Der Bundesrichter warnte außerdem vor einem Berufungsverfahren. Dieses würde nicht etwa der Regierung "irreparablen Schaden" zufügen, sondern durch die neuerliche Verzögerung des Deals den Unternehmen, sagte Leon.

Die Kartellabteilung des US-Justizministeriums zeigte sich "enttäuscht" von der Gerichtsentscheidung und erwägt nun laut einer Erklärung die nächsten Schritte. "Wir glauben weiterhin, dass der Pay-TV-Markt als Konsequenz der geplanten Fusion weniger konkurrenzfähig und weniger innovativ sein wird", hieß es.

Daniel Petrocelli, der das Verteidigerteam der beiden Unternehmen anführte, bezeichnete die Gerichtsentscheidung als "einwandfreie und angemessene" Zurückweisung der Klage. "Wir sind enttäuscht, dass es 18 Monate gedauert hat, an diesen Punkt zu kommen, aber wir sind erleichtert, dass es endlich hinter uns liegt", sagte er vor dem Gerichtsgebäude.

AT&T-Rechtsberater David McAtee zeigte sich ebenfalls erfreut über das Urteil und erklärte, beide Unternehmen hofften, die Fusion bis zum 20. Juni abschließen zu können.
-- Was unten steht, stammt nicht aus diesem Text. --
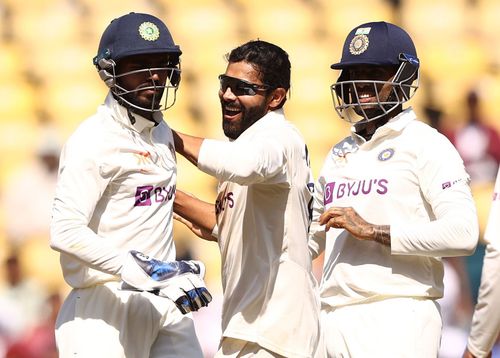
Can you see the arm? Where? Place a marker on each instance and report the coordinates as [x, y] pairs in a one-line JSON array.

Die Firmen argumentieren immer wieder, dass sie einen größeren Rahmen benötigten, um Konkurrenten wie Netflix und Amazon sowie den Internetgiganten Google und Facebook etwas entgegensetzen zu können.

US-Präsident Trump hatte sich persönlich gegen die Fusion ausgesprochen. Kritiker spekulierten, es könne sich um eine Vergeltungsmaßnahme Trumps für kritische CNN-Berichterstattung über seine Regierung handeln.